VON CHRISTOPH FISCHER
Wir sind angekommen in Marseille. Und auf dem Place de Prado vor dem Stade Velodrome herrscht endlich Betrieb wie bei einer Europameisterschaft. Wenn man aus Evian-les-Bains anreist, kommt man aus einer anderen Welt. Marseille ist mit 860000 Einwohnern die zweitgrößte der Republik, außerdem die älteste des Landes, in dieser Stadt scheint an 300 Tagen im Jahr die Sonne. Diese Stadt ist nicht die sauberste, aber es ist eine, in der auslebend gelebt wird.
Auf dem Place de Prado blüht der Schwarzmarkt. Das Stade Velodrome wurde mehrfach umgebaut, vor der Europameisterschaft das letzte Mal vor der Weltmeisterschaft 1998. Es liegt mitten im Wohnviertel, wie sich das der Fußballfreund traditionell wünscht. Ganz fertig geworden sind sie mit dem Umbau nicht, 67000 Zuschauern passen aktuell hinein, früher war das eine Radrennbahn, geblieben ist davon nur der Name.
Wir sind am Mittelmeer angekommen, 38 Grad Celsius in der Sonne. Das Halbfinale zwischen Weltmeister Deutschland und Gastgeber Frankreich ist das vorletzte Spiel der Euro 2016. Wir sind einmal mehr fast 600 Kilometer unterwegs gewesen. Über die Autobahn. Wenn man durch die zahlreichen Maut-Stationen fährt und den Betrieb sieht, muss man das alles unweigerlich für eine Goldgrube halten. Da müssen Milliarden verdient werden.
Am Vortag unserer Reise nach Marseille haben wir noch einen Abstecher nach Avoriaz gemacht.

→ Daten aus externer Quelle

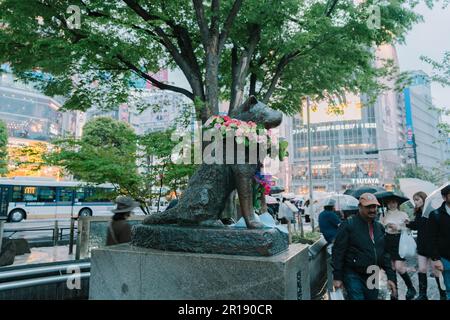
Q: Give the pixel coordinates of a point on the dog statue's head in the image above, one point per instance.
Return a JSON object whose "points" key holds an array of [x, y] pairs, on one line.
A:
{"points": [[258, 112]]}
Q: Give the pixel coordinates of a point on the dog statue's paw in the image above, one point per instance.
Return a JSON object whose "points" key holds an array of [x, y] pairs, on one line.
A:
{"points": [[155, 218]]}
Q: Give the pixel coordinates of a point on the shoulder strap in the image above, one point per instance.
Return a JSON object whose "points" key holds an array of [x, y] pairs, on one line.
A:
{"points": [[111, 231]]}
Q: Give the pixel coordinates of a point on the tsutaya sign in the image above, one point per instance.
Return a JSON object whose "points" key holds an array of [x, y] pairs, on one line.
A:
{"points": [[366, 181]]}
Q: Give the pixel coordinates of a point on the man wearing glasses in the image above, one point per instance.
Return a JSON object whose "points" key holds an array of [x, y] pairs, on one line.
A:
{"points": [[359, 251]]}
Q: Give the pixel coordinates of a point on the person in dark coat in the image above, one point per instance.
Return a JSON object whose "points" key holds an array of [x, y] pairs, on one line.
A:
{"points": [[359, 248], [423, 251], [119, 230], [439, 235], [329, 221]]}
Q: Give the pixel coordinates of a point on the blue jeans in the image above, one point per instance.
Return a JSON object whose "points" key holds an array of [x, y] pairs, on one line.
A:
{"points": [[446, 275], [356, 287]]}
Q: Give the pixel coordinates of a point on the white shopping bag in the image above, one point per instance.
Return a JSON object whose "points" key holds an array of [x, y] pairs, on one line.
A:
{"points": [[441, 280], [407, 246], [337, 295]]}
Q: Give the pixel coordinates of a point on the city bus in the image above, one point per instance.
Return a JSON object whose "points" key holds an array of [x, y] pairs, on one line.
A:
{"points": [[31, 198]]}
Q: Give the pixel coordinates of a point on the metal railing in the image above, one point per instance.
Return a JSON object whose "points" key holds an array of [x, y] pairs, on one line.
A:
{"points": [[57, 234], [35, 276]]}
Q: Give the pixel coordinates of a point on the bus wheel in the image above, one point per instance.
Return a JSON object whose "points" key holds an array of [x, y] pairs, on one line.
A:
{"points": [[85, 212], [16, 215]]}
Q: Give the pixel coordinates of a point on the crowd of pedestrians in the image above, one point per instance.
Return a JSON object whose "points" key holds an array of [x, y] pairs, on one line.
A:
{"points": [[370, 240]]}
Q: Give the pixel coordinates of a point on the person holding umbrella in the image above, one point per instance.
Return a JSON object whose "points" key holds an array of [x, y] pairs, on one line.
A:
{"points": [[439, 234], [420, 223], [119, 230], [394, 222]]}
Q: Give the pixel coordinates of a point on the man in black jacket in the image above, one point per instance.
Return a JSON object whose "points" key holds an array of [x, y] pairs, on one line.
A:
{"points": [[439, 233], [359, 250]]}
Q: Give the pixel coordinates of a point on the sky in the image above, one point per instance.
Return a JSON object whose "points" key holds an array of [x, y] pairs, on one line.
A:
{"points": [[429, 38]]}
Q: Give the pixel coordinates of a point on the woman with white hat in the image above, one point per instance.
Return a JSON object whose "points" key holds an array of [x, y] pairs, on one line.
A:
{"points": [[119, 231]]}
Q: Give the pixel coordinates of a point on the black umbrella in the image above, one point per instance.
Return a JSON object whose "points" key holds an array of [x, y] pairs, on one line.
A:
{"points": [[384, 196], [358, 191]]}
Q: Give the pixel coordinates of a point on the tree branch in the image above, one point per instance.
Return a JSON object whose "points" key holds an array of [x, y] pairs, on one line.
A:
{"points": [[285, 60], [201, 21], [186, 59], [252, 90], [229, 22], [155, 82], [241, 70], [331, 9]]}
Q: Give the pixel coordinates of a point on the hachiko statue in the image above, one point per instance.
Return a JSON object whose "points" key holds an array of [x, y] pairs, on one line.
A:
{"points": [[209, 188]]}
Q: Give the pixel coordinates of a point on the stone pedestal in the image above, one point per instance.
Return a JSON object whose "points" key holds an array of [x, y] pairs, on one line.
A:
{"points": [[234, 241], [128, 272]]}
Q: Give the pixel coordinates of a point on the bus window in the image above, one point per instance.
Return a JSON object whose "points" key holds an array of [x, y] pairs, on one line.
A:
{"points": [[65, 194], [46, 194], [79, 195], [101, 195], [30, 194], [17, 194]]}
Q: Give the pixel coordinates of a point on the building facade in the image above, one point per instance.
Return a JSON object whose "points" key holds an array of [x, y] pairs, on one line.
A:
{"points": [[422, 121], [33, 120], [362, 144]]}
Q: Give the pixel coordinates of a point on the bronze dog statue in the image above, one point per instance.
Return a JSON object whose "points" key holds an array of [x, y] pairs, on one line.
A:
{"points": [[209, 188]]}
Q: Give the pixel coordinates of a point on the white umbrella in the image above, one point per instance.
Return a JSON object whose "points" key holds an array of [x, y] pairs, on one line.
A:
{"points": [[271, 200], [409, 186], [433, 201], [342, 202], [288, 195]]}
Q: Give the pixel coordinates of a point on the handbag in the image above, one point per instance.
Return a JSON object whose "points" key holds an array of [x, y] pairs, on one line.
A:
{"points": [[407, 246], [337, 295]]}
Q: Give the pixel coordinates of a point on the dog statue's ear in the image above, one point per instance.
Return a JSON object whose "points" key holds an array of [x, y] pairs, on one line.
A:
{"points": [[251, 101]]}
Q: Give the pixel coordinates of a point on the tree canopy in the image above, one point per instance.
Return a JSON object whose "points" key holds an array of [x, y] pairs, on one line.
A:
{"points": [[277, 50]]}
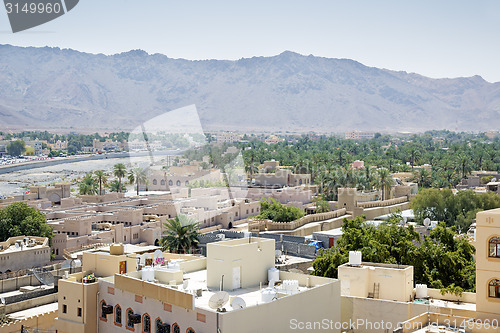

Dort macht die Tour de France am 23. Juli Station, vorletzte Etappe vor Paris. Wenn man die endlosen Kehren zu dieser an eine Weltraumstation erinnernden menschenleeren Hotelbauten hochfährt, in der nur im Winter Hochbetrieb herrscht, kann man sich vorstellen, was in Menschen vorgeht, die diese Kehren mit dem Rad bewältigen.
Hoch-Savoyen freut sich auf die Tour. Mehr, als sie sich auf den Fußball gefreut haben. Das ist in Marseille anders, in dieser Stadt steht der Fußball nicht nur wegen Olympique Marseille hoch im Kurs. Irgendwie prägt auch der Sport die Landschaften Frankreichs. Und umgekehrt.